Que nous donne-t-on à voir, exactement ? Impossible de faire un inventaire exhaustif. Toute tentative de dresser, en tant que spectateur, le déroulé du film est voué à l’échec. Au mieux, on ne pourrait repérer que les images les plus frappantes, les plus connues, celles que nous avons vues. 1000 et 1000 fois. Nous ne nous y attarderons pas ici. Disons simplement que Peck cherche visiblement à provoquer une overdose et il y réussit parfaitement. On sort du film avec la tête débordante de ces images d’horreur, des images de guerre, de torture, de feu et de sang, mais aussi des images plus propres en apparence, mais tout aussi nocives parce qu’insidieusement sournoises. La terreur peut s’avancer masquée.

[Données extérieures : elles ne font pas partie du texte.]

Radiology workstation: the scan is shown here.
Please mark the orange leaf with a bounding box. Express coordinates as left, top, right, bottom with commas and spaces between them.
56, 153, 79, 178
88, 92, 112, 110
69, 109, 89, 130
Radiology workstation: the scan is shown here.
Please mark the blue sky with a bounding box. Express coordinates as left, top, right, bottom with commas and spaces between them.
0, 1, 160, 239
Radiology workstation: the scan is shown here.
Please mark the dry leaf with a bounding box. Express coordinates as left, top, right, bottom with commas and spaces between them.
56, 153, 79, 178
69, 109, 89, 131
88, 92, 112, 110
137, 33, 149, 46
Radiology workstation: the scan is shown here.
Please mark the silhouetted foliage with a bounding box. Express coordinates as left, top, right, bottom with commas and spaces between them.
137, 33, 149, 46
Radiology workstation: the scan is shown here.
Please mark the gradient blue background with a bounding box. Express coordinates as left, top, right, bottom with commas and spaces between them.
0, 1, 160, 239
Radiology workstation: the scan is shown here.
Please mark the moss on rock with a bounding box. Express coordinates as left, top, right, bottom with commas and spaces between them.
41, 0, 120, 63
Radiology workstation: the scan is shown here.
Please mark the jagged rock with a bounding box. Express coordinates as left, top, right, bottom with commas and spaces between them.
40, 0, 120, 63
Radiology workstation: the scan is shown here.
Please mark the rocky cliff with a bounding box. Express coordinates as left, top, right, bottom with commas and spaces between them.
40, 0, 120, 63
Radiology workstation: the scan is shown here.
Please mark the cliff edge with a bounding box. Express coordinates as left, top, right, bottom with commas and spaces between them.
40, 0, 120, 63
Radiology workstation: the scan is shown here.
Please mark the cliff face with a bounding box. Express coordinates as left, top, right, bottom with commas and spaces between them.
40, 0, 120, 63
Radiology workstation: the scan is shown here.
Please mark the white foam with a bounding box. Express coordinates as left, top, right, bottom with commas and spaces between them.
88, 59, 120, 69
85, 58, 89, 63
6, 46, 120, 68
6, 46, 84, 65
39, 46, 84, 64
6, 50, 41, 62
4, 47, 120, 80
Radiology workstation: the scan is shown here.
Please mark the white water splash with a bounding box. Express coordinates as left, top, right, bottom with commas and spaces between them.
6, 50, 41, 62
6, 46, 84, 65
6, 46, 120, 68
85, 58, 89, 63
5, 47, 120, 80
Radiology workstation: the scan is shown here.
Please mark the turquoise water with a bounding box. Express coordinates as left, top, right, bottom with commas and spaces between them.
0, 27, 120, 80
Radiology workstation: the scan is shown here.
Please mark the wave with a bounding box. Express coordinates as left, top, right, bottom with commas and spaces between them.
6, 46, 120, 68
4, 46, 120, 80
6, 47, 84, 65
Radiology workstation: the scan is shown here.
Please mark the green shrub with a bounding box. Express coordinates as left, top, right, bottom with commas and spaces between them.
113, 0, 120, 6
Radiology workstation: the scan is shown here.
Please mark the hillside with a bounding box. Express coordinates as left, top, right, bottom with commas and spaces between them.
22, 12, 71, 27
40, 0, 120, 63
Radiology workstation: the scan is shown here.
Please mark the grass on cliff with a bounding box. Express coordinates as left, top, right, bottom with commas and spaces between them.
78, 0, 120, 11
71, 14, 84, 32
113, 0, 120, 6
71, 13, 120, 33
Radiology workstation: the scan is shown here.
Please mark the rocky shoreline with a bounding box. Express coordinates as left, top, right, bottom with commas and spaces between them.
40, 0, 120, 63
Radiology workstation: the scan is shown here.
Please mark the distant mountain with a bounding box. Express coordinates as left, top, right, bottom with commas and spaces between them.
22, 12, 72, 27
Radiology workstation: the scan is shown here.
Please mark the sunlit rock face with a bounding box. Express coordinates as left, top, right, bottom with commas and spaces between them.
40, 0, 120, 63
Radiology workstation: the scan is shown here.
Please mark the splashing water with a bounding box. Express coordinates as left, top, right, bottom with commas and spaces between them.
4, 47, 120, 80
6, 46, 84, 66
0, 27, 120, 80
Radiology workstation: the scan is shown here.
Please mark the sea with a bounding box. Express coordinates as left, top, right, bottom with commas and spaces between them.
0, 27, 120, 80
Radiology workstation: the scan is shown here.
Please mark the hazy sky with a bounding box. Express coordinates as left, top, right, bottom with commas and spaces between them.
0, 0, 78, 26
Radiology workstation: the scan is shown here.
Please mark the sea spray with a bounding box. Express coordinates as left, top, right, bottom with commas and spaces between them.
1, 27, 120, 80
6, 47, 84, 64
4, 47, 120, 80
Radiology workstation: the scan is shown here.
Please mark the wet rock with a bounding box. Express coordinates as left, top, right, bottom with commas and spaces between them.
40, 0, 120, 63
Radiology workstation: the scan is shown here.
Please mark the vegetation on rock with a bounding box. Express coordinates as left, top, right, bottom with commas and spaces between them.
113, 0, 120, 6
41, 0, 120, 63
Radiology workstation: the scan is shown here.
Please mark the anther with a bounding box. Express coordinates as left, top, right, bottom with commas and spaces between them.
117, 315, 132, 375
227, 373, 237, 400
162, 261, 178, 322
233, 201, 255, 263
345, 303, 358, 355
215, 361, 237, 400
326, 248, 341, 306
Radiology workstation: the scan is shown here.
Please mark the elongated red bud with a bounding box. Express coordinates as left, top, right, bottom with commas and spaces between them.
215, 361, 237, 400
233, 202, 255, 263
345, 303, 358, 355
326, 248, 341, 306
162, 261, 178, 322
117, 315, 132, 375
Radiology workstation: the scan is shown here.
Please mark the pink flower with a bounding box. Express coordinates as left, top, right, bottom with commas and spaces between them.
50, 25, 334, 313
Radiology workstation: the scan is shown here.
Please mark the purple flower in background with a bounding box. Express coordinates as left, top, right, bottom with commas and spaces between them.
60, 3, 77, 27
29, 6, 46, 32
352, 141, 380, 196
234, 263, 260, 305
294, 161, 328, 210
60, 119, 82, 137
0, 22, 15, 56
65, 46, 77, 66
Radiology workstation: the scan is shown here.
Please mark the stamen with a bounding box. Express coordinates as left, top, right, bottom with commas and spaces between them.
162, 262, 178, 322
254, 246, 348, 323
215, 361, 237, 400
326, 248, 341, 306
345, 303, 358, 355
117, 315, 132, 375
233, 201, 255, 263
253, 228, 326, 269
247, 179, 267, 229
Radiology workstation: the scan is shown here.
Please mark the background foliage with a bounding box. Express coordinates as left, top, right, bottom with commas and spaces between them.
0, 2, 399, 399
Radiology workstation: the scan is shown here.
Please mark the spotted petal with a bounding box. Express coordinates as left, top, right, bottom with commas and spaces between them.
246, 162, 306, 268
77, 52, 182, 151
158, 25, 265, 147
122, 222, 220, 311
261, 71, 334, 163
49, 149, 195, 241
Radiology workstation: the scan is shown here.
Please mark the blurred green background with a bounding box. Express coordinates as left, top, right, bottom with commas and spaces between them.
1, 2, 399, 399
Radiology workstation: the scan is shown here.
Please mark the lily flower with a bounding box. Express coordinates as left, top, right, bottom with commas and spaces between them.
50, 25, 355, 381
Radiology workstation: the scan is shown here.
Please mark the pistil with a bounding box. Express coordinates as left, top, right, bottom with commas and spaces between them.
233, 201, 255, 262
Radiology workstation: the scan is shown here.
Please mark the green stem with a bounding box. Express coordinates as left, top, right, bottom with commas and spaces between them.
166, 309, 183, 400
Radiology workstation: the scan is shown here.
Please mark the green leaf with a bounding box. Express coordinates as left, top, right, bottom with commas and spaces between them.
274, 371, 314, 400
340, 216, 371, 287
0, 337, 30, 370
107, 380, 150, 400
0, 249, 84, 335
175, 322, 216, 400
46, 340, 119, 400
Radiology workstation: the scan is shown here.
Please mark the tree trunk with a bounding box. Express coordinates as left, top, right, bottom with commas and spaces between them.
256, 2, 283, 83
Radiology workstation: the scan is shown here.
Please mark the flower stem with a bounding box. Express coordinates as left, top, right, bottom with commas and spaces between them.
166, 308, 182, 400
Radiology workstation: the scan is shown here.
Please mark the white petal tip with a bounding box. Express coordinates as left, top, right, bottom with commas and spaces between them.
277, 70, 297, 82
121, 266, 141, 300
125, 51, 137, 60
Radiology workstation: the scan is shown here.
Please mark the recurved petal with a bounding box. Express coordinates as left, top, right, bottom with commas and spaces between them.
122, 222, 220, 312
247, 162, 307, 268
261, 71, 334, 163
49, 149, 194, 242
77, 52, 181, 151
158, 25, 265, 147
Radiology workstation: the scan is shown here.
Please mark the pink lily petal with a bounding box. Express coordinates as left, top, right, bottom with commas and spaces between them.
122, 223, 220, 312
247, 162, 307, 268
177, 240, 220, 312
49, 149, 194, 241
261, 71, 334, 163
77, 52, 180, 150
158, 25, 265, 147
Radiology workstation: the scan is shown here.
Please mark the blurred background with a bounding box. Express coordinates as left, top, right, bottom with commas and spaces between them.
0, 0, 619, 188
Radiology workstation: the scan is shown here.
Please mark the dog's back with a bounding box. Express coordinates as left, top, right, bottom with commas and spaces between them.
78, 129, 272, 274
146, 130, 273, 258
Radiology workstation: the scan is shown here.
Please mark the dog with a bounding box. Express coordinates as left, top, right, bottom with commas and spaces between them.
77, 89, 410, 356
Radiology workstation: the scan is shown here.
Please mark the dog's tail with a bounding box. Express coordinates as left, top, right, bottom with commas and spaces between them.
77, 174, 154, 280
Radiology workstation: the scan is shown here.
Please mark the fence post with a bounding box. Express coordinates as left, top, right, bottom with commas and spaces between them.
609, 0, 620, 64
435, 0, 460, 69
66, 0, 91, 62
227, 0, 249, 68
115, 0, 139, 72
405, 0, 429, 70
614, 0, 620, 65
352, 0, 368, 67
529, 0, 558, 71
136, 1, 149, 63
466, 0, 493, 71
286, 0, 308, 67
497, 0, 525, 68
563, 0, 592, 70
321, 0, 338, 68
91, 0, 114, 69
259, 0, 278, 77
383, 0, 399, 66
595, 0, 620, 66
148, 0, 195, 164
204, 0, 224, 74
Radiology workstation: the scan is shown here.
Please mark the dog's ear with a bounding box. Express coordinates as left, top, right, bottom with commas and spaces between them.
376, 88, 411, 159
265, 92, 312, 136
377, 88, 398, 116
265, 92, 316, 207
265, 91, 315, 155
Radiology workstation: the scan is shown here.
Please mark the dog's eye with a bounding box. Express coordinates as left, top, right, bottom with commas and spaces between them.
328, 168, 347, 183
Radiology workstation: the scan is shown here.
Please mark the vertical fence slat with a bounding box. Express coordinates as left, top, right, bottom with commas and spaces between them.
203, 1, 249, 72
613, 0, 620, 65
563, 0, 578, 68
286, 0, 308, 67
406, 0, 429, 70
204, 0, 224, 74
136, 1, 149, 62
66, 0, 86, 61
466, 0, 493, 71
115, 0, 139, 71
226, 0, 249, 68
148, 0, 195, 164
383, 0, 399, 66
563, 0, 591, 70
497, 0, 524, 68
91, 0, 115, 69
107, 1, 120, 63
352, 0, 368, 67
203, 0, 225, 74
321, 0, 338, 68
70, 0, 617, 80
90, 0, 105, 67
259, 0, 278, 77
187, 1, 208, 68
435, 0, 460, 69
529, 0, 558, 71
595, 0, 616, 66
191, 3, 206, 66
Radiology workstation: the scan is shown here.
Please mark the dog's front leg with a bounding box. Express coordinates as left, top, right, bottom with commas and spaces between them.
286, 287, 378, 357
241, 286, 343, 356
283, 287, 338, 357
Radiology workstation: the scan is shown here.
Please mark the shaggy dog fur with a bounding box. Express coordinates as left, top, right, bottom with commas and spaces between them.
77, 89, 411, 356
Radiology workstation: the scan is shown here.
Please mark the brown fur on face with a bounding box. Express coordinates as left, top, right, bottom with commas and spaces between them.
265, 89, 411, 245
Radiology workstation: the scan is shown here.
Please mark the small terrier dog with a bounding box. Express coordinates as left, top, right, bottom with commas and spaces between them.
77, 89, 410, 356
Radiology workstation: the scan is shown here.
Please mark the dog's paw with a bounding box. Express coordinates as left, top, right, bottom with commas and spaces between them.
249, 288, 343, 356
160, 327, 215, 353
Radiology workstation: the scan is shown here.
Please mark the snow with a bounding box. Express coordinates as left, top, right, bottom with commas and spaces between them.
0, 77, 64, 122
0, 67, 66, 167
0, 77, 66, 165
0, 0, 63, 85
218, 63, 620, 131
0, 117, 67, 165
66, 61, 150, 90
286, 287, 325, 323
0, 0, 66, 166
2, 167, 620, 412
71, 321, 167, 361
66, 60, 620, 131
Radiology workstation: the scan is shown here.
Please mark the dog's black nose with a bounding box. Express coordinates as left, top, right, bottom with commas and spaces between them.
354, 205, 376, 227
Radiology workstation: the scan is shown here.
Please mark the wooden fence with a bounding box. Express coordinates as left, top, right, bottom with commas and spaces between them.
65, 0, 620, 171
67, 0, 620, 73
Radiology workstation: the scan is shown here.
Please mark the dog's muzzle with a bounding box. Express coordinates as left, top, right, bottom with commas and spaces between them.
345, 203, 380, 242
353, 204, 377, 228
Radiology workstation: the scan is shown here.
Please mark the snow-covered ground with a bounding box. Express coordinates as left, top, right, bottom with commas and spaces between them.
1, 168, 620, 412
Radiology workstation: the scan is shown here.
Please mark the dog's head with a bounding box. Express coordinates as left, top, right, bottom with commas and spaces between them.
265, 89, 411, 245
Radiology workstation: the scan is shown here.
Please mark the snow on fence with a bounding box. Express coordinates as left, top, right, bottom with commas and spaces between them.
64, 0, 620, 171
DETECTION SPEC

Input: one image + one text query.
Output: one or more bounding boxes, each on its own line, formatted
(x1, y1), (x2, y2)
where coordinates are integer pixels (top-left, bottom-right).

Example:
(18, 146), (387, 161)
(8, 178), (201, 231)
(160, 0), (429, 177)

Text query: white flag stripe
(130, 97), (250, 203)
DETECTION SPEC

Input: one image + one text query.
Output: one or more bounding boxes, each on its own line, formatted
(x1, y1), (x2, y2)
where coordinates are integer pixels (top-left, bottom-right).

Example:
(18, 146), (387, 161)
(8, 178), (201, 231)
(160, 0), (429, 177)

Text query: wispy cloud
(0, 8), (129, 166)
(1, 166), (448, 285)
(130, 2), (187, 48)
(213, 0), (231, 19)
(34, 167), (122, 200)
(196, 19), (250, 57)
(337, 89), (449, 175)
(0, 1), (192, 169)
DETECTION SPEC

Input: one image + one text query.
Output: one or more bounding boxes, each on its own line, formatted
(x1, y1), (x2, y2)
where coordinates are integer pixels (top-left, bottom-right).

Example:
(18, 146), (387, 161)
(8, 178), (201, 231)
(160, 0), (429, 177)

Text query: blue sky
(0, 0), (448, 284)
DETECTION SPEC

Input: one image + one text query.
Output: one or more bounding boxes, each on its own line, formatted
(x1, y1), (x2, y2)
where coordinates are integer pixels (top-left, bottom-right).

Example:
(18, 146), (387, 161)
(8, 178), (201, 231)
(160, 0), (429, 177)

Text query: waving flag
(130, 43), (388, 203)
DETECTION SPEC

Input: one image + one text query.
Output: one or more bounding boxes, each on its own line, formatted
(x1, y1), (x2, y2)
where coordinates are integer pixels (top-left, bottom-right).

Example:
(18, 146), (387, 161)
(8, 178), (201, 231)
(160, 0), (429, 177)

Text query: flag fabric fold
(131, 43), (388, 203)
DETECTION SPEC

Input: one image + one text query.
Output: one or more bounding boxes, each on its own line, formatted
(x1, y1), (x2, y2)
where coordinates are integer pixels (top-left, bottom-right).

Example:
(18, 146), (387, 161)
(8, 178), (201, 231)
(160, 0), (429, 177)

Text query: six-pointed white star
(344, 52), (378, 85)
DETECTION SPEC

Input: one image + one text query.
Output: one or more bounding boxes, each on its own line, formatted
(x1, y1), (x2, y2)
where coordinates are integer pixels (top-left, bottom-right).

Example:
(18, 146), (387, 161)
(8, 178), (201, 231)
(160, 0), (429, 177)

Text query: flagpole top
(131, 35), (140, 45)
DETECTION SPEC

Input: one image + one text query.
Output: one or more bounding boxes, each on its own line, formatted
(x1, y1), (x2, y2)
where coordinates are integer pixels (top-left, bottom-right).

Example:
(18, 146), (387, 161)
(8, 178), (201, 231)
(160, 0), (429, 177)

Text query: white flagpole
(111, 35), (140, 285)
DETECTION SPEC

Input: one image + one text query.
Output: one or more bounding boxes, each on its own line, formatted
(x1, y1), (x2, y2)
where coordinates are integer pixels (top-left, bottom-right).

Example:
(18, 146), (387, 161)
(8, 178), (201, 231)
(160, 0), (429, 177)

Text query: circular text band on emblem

Des images de totalitarisme, nous en voyons tous les jours à la télévision, et pas seulement depuis l’élection de Trump, même si ce dernier est très présent dans le film et vise à nous abrutir, à nous faire accepter tout et n’importe quoi. Ne serait-il pas facile d’être encore plus orwellien qu’Orwell.
Peck nous pousse plutôt à prendre du recul. À garder les pieds sur terre, une terre où il saurait encore possible de réfléchir, de penser et de croire à la liberté et à la démocratie.
L’île de Jura, en Écosse, ou Orwell passa les dernières années de vie devient alors le symbole de la paix. Un refuge vis-à-vis de la terreur du monde.
Festival du Film d’Histoire, Pessac, 2025.